FLUX API Integration Guide

API Endpoints Overview

Primary Global Endpoint

api.bfl.ai - Primary Endpoint

Routes requests across all available clusters globally
Provides automatic failover between clusters for enhanced uptime
Intelligent load distribution prevents bottlenecks during high traffic periods
Important: Always use the polling_url returned in responses when using this endpoint
Suitable for: Standard inference
Not suitable for: Finetuning operations and finetuned model inference workloads (finetuning remains region-specific)

Regional Endpoints

api.eu.bfl.ai - European Multi-cluster Endpoint

Multi-cluster routing limited to EU regions
GDPR compliant
Provides the same uptime and load balancing benefits within EU regions

api.us.bfl.ai - US Multi-cluster Endpoint

Multi-cluster routing limited to US regions
Provides the same uptime and load balancing benefits within US regions

Legacy Regional Endpoints

api.eu1.bfl.ai - EU Single-cluster Endpoint

Required for finetuning operations in EU region
Single cluster, no automatic failover

api.us1.bfl.ai - US Single-cluster Endpoint

Required for finetuning operations in US region
Single cluster, no automatic failover

Key Benefits of New Endpoints

Enhanced Reliability

Reduced downtime through automatic cluster failover

Better Performance

Intelligent traffic distribution prevents overload during peak usage

Seamless Experience

Load balancing happens transparently on our end

Polling URL Usage

When using the primary global endpoint (api.bfl.ai) or regional endpoints (api.eu.bfl.ai, api.us.bfl.ai), you must use the polling_url returned in the initial request response.

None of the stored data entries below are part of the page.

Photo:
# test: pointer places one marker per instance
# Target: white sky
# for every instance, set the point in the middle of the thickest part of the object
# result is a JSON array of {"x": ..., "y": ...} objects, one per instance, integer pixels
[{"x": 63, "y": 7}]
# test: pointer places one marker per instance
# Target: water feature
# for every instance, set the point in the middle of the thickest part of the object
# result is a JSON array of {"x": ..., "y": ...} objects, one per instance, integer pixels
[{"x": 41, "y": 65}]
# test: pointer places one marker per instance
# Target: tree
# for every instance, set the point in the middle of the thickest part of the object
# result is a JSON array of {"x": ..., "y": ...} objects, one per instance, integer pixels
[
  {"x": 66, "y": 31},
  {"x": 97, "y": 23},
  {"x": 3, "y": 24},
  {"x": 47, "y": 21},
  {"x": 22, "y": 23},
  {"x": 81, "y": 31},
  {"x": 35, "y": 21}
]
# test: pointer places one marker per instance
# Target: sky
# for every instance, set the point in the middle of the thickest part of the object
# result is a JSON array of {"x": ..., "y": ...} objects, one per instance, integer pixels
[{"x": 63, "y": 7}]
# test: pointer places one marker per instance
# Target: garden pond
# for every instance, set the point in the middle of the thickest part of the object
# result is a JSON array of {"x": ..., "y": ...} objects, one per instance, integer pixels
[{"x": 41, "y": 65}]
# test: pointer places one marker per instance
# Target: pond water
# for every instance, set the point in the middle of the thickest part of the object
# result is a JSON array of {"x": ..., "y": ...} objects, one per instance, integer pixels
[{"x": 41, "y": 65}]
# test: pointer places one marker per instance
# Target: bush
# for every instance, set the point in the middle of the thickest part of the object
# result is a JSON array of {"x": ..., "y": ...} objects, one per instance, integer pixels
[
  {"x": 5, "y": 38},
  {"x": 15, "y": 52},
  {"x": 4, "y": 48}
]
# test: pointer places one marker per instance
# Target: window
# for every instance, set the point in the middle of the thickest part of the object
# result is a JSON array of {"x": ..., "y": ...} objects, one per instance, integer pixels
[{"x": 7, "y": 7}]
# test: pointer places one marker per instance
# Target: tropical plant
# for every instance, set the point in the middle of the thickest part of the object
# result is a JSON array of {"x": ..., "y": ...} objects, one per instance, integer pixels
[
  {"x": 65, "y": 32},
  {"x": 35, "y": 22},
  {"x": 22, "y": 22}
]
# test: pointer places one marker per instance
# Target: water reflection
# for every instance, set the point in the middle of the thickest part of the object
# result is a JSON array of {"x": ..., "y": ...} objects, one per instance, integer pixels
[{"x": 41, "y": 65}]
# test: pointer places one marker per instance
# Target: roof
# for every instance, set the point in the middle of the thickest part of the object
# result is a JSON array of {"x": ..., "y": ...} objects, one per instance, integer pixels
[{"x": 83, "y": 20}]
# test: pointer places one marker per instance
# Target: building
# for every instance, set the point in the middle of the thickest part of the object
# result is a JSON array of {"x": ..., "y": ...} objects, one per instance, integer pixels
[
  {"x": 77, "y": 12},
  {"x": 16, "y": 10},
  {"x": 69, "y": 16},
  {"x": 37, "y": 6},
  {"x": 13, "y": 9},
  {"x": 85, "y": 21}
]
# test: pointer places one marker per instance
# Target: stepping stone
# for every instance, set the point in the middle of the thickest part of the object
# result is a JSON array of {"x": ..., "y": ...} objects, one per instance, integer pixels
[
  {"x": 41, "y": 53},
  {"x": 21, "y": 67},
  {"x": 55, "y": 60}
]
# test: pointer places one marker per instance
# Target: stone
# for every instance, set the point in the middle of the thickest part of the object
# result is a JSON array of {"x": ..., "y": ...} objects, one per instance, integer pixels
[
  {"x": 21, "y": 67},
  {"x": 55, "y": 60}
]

Webhook Users: If you’re using webhooks to receive results, no changes are needed. The polling_url requirement only applies when implementing async polling behavior to check request status.

Example Implementation

import requests
import time
import os

# Submit request to global endpoint
response = requests.post(
    'https://api.bfl.ai/v1/flux-pro-1.1',
    headers={
        'accept': 'application/json',
        'x-key': os.environ.get("BFL_API_KEY"),
        'Content-Type': 'application/json',
    },
    json={
        'prompt': 'A serene landscape with mountains',
        'aspect_ratio': '16:9'
    }
)

data = response.json()
request_id = data['id']
polling_url = data['polling_url']  # Use this URL for polling

# Poll using the returned polling_url
while True:
    time.sleep(0.5)
    result = requests.get(
        polling_url,
        headers={
            'accept': 'application/json',
            'x-key': os.environ.get("BFL_API_KEY"),
        },
        params={'id': request_id}
    ).json()
    
    if result['status'] == 'Ready':
        print(f"Image ready: {result['result']['sample']}")
        break
    elif result['status'] in ['Error', 'Failed']:
        print(f"Generation failed: {result}")
        break

Content Delivery and Storage Guidelines

Delivery URLs

Generated images are served from region-specific delivery URLs:

EU: delivery-eu1.bfl.ai
US: delivery-us1.bfl.ai

Important Delivery Considerations

Not for Direct Serving: The result.sample URLs from delivery endpoints are not meant to be served directly to end users.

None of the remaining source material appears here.